Через окно Марта протянула ей увядшие голубые цветы.
— Спасибо, моя хорошая. Это называется кукушкин цвет.
Саския глянула на мужа, карабкавшегося вслед за детьми: название ничего ему не говорило. Пит взахлеб рассказывал, где они побывали, но Стейн молчал. Его гнев иссяк, остался лишь неприятный осадок.
— Я поеду в Амстердам, — сказала Саския. — Послезавтра. Завтра я сготовлю тебе еды. Детей возьму с собой. Попрошу Альду довезти меня до Вольдейка.
Оттуда на буксире можно добраться до Гронингена, а там — дальше и дальше, пока не попадешь в Амстердам. Весь путь займет два-три дня в одну сторону, смотря как повезет.
Утром назначенного дня Саския ощущала на себе взгляд Стейна и Катрины, пока собирала вещи.
— Если удастся выручить хотя бы близко к восьмидесяти, — сказал Стейн на прощание, — возьми себе пять и купи другую картину. Какая понравится.

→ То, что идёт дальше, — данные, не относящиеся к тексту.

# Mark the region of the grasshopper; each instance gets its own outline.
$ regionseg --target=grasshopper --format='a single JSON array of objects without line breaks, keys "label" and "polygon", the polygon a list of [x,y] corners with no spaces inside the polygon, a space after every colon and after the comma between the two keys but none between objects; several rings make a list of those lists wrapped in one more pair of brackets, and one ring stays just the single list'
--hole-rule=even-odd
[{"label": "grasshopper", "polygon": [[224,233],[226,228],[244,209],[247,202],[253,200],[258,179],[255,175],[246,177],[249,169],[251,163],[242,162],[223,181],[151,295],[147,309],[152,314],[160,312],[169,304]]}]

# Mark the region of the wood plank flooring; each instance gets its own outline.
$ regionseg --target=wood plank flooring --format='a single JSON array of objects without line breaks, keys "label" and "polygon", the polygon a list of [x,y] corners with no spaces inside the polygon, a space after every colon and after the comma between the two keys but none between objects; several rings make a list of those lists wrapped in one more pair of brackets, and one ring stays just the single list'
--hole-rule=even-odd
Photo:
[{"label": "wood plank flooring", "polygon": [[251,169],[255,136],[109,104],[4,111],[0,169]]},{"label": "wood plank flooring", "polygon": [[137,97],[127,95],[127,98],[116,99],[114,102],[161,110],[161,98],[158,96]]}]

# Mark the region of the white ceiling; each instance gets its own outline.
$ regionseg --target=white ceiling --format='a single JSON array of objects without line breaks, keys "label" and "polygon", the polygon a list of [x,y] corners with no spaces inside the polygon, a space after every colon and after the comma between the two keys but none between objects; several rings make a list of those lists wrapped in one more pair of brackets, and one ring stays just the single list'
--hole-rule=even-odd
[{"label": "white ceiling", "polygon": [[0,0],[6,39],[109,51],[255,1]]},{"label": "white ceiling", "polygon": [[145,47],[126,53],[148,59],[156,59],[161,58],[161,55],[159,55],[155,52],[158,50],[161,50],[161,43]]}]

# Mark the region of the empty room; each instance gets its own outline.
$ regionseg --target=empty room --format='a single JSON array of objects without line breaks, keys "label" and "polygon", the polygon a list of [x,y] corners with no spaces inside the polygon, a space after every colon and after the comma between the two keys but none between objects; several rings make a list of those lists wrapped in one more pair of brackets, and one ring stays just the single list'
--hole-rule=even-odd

Сидя на жесткой скамейке на грузной пассажирской барже, направляющейся к югу от Гронингена, Саския чувствовала себя скиталицей, несущей с собой все свое имущество. Лишь изредка радость детей от новых впечатлений развеивала ее печаль. К чему все это? Она так хотела жить с любимым человеком на собственной ферме, выращивая невиданные доселе растения, способные прокормить весь мир, — и чем это обернулось? Работа, работа, работа и постепенное отчуждение от мужа. Как же так вышло?
За Ассеном им пришлось ждать, пока другая баржа не выйдет из шлюза, и Саския сошла на берег, давая детям размять ноги. На восток от реки отходил узкий рукав.
— Это на Вестерборк? — спросила она работника шлюза.
— На Вестерборк и есть, — откликнулся тот.
Ее душа радостно запела: речушка приведет ее прямо в родительский дом.
— А лодки туда ходят?
В ответ незнакомец кивнул на плоскодонку, готовую отчаливать.
Ах, попасть домой, где мама накормит их чем-нибудь, кроме опостылевшей картошки, — одна эта мысль заставила Саскию действовать. Она позвала детей, собрала вещи, взяла на руки Янтье и объявила: «Дети, мы едем навестить бабушку с дедушкой».
Они пересели на плоскодонку и разместились на палубе, опершись о ящики. Молодые ивовые ветви изящно покачивались на воде. Упоенно крякали утята. Берега желтели от василистника и белели яблоневым цветом. Подул ветер, белые лепестки посыпались на лодку, и дети принялись их ловить. Скоро они приедут в Вестерборк, где все красиво и каждый добр.